Constraints on interacting dark energy revisited: implications for the Hubble tension

• Published in: arXiv.org
• Main Authors: Hoerning, Gabriel A, Landim, Ricardo G, Ponte, Luiza O, Rolim, Raphael P, Abdalla, Filipe B, Abdalla, Elcio
• Format: Paper
• Language: English
• Published: Ithaca Cornell University Library, arXiv.org 21.09.2023
• Subjects: Cosmic microwave background; Dark energy; Dark matter; Perturbation; Red shift; Supernovae
• ISSN: 2331-8422

In this paper, we have revisited a class of coupled dark energy models where dark energy interacts with dark matter via phenomenological interactions. We included correction terms on the perturbation equations taking into account the perturbation of the Hubble rate, which was absent in previous works. We also consider more recent data sets such as cosmic microwave background (CMB) anisotropies from \textit{Planck} 2018, type I-a supernovae (SNIa) measurements from Pantheon+ and data from baryon acoustic oscillations (BAO), and redshift space distortions (RSD). One of the models presents a strong incompatibility when different cosmological datasets are used. We analyzed the influence of the SH0ES Cepheid host distances on the results and, although for one model the discrepancy of \(H_0\) is reduced to \(1.3\sigma\) when compared to \(\Lambda\)CDM and \(4.6\sigma\) when compared to the SH0ES team, joint analysis is incompatible. Including BAO with RSD shows incompatibility with SH0ES for all models considered here. We performed a model comparison, but there is no clear preference for interacting dark energy over \(\Lambda\)CDM (\(|\Delta \chi^2|<1\) for all the models for joint analysis CMB+BAO+RSD+SNIa).
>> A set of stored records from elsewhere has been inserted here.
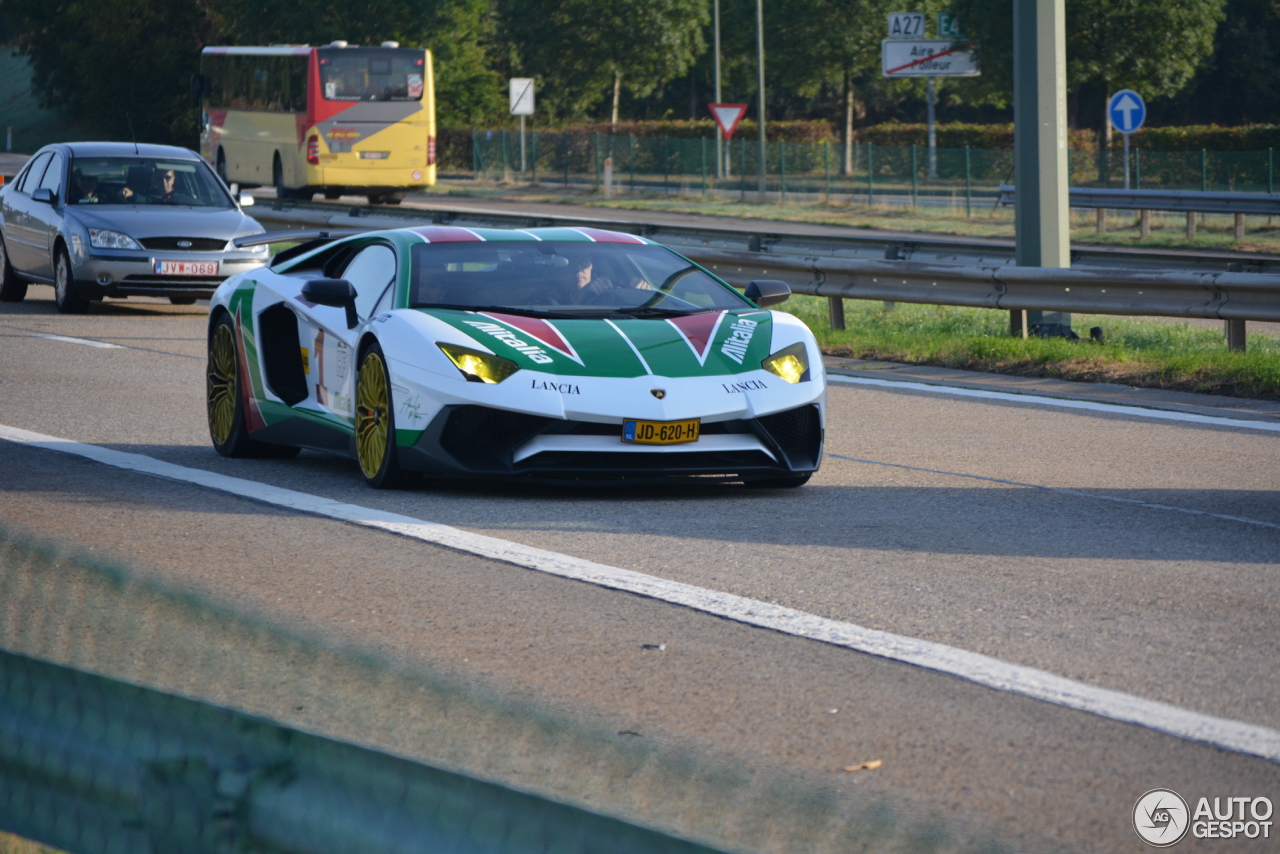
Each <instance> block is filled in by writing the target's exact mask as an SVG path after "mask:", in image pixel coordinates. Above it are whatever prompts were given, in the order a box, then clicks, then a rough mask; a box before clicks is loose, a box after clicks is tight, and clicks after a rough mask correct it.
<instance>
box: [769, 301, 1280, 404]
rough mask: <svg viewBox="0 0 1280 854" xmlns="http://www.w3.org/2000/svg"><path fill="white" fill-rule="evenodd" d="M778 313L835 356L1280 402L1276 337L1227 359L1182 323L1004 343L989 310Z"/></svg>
mask: <svg viewBox="0 0 1280 854" xmlns="http://www.w3.org/2000/svg"><path fill="white" fill-rule="evenodd" d="M781 307H782V309H783V310H786V311H790V312H791V314H794V315H796V316H799V318H800V319H803V320H804V321H805V323H806V324H809V328H810V329H813V330H814V334H815V335H817V337H818V343H819V344H820V346H822V348H823V352H826V353H828V355H832V356H850V357H854V359H876V360H884V361H897V362H906V364H911V365H936V366H941V367H959V369H964V370H980V371H991V373H996V374H1012V375H1015V376H1051V378H1055V379H1069V380H1082V382H1092V383H1119V384H1123V385H1133V387H1139V388H1162V389H1172V391H1180V392H1199V393H1208V394H1229V396H1233V397H1249V398H1260V399H1271V401H1280V338H1272V337H1270V335H1258V334H1251V335H1249V351H1248V352H1244V353H1239V352H1231V351H1229V350H1228V348H1226V342H1225V339H1224V337H1222V333H1221V330H1217V329H1210V328H1203V326H1196V325H1192V324H1185V323H1162V321H1156V320H1137V319H1134V320H1130V319H1125V318H1115V316H1098V315H1073V326H1074V328H1075V330H1076V332H1084V333H1085V335H1087V330H1088V329H1089V326H1102V329H1103V333H1105V341H1103V343H1101V344H1100V343H1094V342H1091V341H1087V339H1084V341H1065V339H1061V338H1046V339H1041V338H1029V339H1020V338H1011V337H1010V335H1009V328H1007V324H1009V315H1007V312H1005V311H992V310H987V309H959V307H952V306H919V305H908V303H897V306H896V307H893V309H888V310H886V309H884V307H883V306H882V305H881V303H879V302H868V301H860V300H847V301H846V302H845V323H846V326H847V329H845V330H844V332H835V330H833V329H832V328H831V324H829V321H828V318H827V301H826V300H824V298H822V297H806V296H799V294H797V296H794V297H791V300H790V301H787V302H786V303H785V305H783V306H781Z"/></svg>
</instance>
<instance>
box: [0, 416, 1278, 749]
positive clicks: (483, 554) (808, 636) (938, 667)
mask: <svg viewBox="0 0 1280 854" xmlns="http://www.w3.org/2000/svg"><path fill="white" fill-rule="evenodd" d="M0 439H6V440H9V442H15V443H19V444H23V446H27V447H35V448H45V449H49V451H58V452H61V453H69V455H74V456H78V457H84V458H87V460H93V461H96V462H100V463H105V465H109V466H114V467H118V469H124V470H128V471H137V472H142V474H148V475H155V476H159V478H165V479H169V480H177V481H180V483H188V484H195V485H198V487H205V488H209V489H216V490H220V492H224V493H229V494H233V495H238V497H242V498H248V499H252V501H257V502H262V503H268V504H273V506H276V507H284V508H288V510H293V511H297V512H303V513H311V515H315V516H324V517H328V519H335V520H339V521H346V522H353V524H356V525H362V526H366V528H374V529H379V530H384V531H390V533H393V534H399V535H402V536H407V538H412V539H416V540H421V542H424V543H431V544H434V545H442V547H444V548H452V549H456V551H460V552H466V553H470V554H476V556H479V557H483V558H488V560H493V561H500V562H503V563H511V565H515V566H520V567H524V568H529V570H535V571H538V572H545V574H548V575H554V576H558V577H563V579H572V580H575V581H584V583H586V584H593V585H596V586H600V588H608V589H612V590H622V592H626V593H632V594H636V595H643V597H648V598H652V599H657V600H660V602H667V603H671V604H677V606H682V607H686V608H691V609H695V611H700V612H703V613H709V615H714V616H717V617H723V618H726V620H732V621H735V622H741V624H745V625H751V626H759V627H762V629H769V630H773V631H778V632H782V634H786V635H791V636H796V638H805V639H809V640H817V641H820V643H826V644H832V645H836V647H844V648H847V649H852V650H856V652H861V653H868V654H870V656H877V657H881V658H888V659H892V661H897V662H904V663H908V665H914V666H916V667H922V668H925V670H932V671H937V672H942V673H948V675H951V676H959V677H960V679H965V680H969V681H973V682H977V684H979V685H984V686H987V688H993V689H996V690H1001V691H1009V693H1011V694H1019V695H1021V697H1029V698H1033V699H1038V700H1043V702H1046V703H1052V704H1055V705H1061V707H1065V708H1071V709H1076V711H1080V712H1088V713H1091V714H1097V716H1100V717H1106V718H1111V720H1114V721H1123V722H1125V723H1135V725H1138V726H1143V727H1147V729H1151V730H1156V731H1158V732H1165V734H1167V735H1172V736H1176V737H1180V739H1187V740H1190V741H1199V743H1203V744H1210V745H1213V746H1219V748H1222V749H1226V750H1234V752H1236V753H1243V754H1248V755H1254V757H1261V758H1263V759H1268V761H1271V762H1277V763H1280V731H1277V730H1272V729H1270V727H1265V726H1260V725H1256V723H1247V722H1243V721H1233V720H1229V718H1222V717H1215V716H1212V714H1203V713H1199V712H1193V711H1190V709H1184V708H1180V707H1176V705H1172V704H1170V703H1161V702H1158V700H1149V699H1146V698H1142V697H1135V695H1133V694H1125V693H1123V691H1115V690H1110V689H1105V688H1097V686H1094V685H1088V684H1085V682H1080V681H1076V680H1071V679H1066V677H1064V676H1057V675H1055V673H1050V672H1047V671H1043V670H1038V668H1036V667H1027V666H1023V665H1015V663H1011V662H1006V661H1001V659H998V658H993V657H991V656H983V654H980V653H973V652H969V650H965V649H957V648H955V647H947V645H946V644H940V643H933V641H929V640H920V639H916V638H909V636H905V635H895V634H892V632H887V631H879V630H876V629H867V627H864V626H859V625H855V624H851V622H842V621H838V620H828V618H826V617H819V616H817V615H813V613H806V612H804V611H796V609H794V608H786V607H783V606H777V604H772V603H768V602H759V600H755V599H748V598H744V597H739V595H733V594H731V593H722V592H719V590H709V589H707V588H699V586H694V585H691V584H682V583H680V581H671V580H668V579H659V577H655V576H652V575H645V574H643V572H635V571H632V570H623V568H620V567H616V566H607V565H604V563H595V562H593V561H586V560H582V558H579V557H572V556H570V554H559V553H557V552H548V551H545V549H540V548H534V547H531V545H524V544H521V543H512V542H508V540H502V539H498V538H495V536H486V535H483V534H474V533H471V531H465V530H461V529H457V528H452V526H449V525H442V524H439V522H429V521H425V520H421V519H413V517H412V516H402V515H399V513H390V512H387V511H381V510H374V508H370V507H361V506H358V504H348V503H344V502H339V501H333V499H332V498H323V497H320V495H311V494H307V493H302V492H296V490H292V489H284V488H280V487H273V485H270V484H264V483H259V481H253V480H244V479H241V478H230V476H228V475H220V474H216V472H212V471H204V470H200V469H189V467H187V466H179V465H174V463H172V462H164V461H161V460H156V458H154V457H147V456H143V455H138V453H125V452H123V451H114V449H110V448H102V447H99V446H93V444H83V443H79V442H73V440H69V439H60V438H58V437H51V435H44V434H40V433H32V431H29V430H22V429H18V428H12V426H5V425H0Z"/></svg>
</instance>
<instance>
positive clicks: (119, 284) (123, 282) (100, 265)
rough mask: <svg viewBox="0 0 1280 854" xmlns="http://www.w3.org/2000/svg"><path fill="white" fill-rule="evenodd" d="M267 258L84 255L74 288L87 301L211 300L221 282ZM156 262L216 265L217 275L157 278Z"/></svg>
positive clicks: (78, 260) (79, 266) (147, 252)
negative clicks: (210, 261) (197, 263)
mask: <svg viewBox="0 0 1280 854" xmlns="http://www.w3.org/2000/svg"><path fill="white" fill-rule="evenodd" d="M268 260H269V257H268V256H264V257H252V259H246V257H233V259H227V257H224V256H223V255H221V254H219V252H182V254H178V252H169V254H157V252H150V251H143V252H125V251H118V252H110V254H106V252H102V254H88V252H84V254H82V255H81V257H79V259H77V260H74V261H73V264H72V266H73V270H74V277H76V288H77V291H78V292H79V293H81V296H84V297H88V298H91V300H101V298H102V297H129V296H154V297H170V296H172V297H197V298H207V297H210V296H212V293H214V291H216V289H218V286H220V284H221V283H223V282H225V280H227V279H228V278H230V277H233V275H236V274H238V273H247V271H250V270H256V269H259V268H261V266H265V265H266V262H268ZM156 261H218V275H210V277H188V275H157V274H156V271H155V265H156Z"/></svg>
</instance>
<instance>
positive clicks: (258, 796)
mask: <svg viewBox="0 0 1280 854" xmlns="http://www.w3.org/2000/svg"><path fill="white" fill-rule="evenodd" d="M698 754H699V752H694V750H686V749H680V750H671V749H663V748H658V746H653V745H650V744H639V743H637V740H634V739H628V737H626V734H616V732H612V731H608V730H600V729H593V726H590V725H585V723H582V722H580V721H577V720H575V718H566V717H564V716H563V714H561V713H552V712H548V711H547V709H544V708H541V707H536V705H534V704H531V703H529V702H522V700H515V699H512V698H509V697H507V695H502V694H498V693H495V691H492V690H489V689H485V688H477V686H476V684H475V681H474V680H463V679H462V677H460V676H451V675H442V673H439V672H433V671H421V670H419V671H412V672H410V671H406V670H403V668H402V667H397V666H392V665H389V663H387V662H385V661H383V659H379V658H375V657H372V656H370V654H365V653H362V652H360V650H353V649H344V648H337V647H334V645H333V644H332V641H326V640H324V639H320V638H312V636H308V635H303V634H298V632H297V631H294V630H292V629H285V627H282V626H279V625H274V624H273V622H271V621H270V620H268V618H265V617H264V616H261V615H252V616H250V615H243V613H238V612H233V611H230V609H228V608H225V607H221V606H216V604H212V603H210V602H209V600H207V599H206V598H204V597H200V595H195V594H192V593H189V592H186V590H179V589H173V588H170V586H168V585H166V584H165V583H164V581H163V580H160V576H159V574H157V572H154V571H138V570H125V568H123V567H120V566H116V565H111V563H106V562H102V561H101V560H97V558H87V557H83V556H76V554H68V553H65V552H60V551H58V549H56V548H52V547H51V545H49V544H46V543H41V542H36V540H31V539H29V538H24V536H18V535H14V534H12V533H6V531H4V530H3V529H0V831H8V832H14V834H19V835H23V836H28V837H32V839H37V840H38V841H42V842H46V844H50V845H58V846H60V848H64V849H67V850H69V851H76V853H82V854H96V853H97V851H179V850H180V851H192V853H197V854H200V853H205V851H210V853H212V851H219V853H221V851H232V850H236V851H285V850H287V851H291V853H292V854H307V853H308V851H325V853H329V851H333V853H334V854H338V853H343V854H344V853H347V851H352V853H355V851H361V853H362V854H372V853H374V851H406V853H407V851H425V850H449V851H467V853H472V851H474V853H476V854H480V853H484V851H512V853H516V851H557V853H563V854H575V853H579V851H582V853H586V851H623V850H625V851H636V853H637V854H639V853H644V851H672V853H673V854H675V853H681V851H687V853H690V854H696V853H698V851H704V850H707V848H703V846H704V845H705V846H709V848H713V849H718V850H737V851H780V853H781V851H841V853H845V851H877V850H893V851H941V850H973V849H975V848H983V849H986V844H980V845H979V844H978V842H968V844H961V842H957V841H956V839H955V837H954V836H952V835H951V834H950V832H948V831H945V830H942V827H943V826H942V825H941V823H940V822H938V821H937V819H936V818H928V817H922V814H920V813H916V812H913V810H902V809H900V808H899V809H895V808H891V807H890V805H888V804H887V802H884V800H883V799H882V798H874V799H867V800H858V802H854V800H851V799H850V798H849V796H847V794H846V795H841V794H837V793H835V791H829V790H826V789H822V787H815V786H812V785H806V784H800V782H797V781H796V778H795V777H792V776H790V775H788V773H786V772H783V771H767V769H760V768H746V767H742V766H741V764H740V761H739V759H733V758H726V757H721V758H717V757H713V755H712V757H708V755H707V754H705V752H701V755H698ZM695 757H696V758H695ZM961 823H963V819H961ZM965 836H966V837H972V836H970V834H969V832H968V831H965ZM686 840H692V841H686Z"/></svg>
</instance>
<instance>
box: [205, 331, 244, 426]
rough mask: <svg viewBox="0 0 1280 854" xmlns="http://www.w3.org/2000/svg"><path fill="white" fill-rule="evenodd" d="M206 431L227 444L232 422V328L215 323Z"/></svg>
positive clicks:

We conclude that the models of interactions in the dark sector considered in this paper are not flexible enough to fit all the cosmological data including values of \(H_0\) from SH0ES in a statistically acceptable way, either the models would need to be modified to include further flexibility of predictions or that there remains a tension in this coupled dark energy paradigm.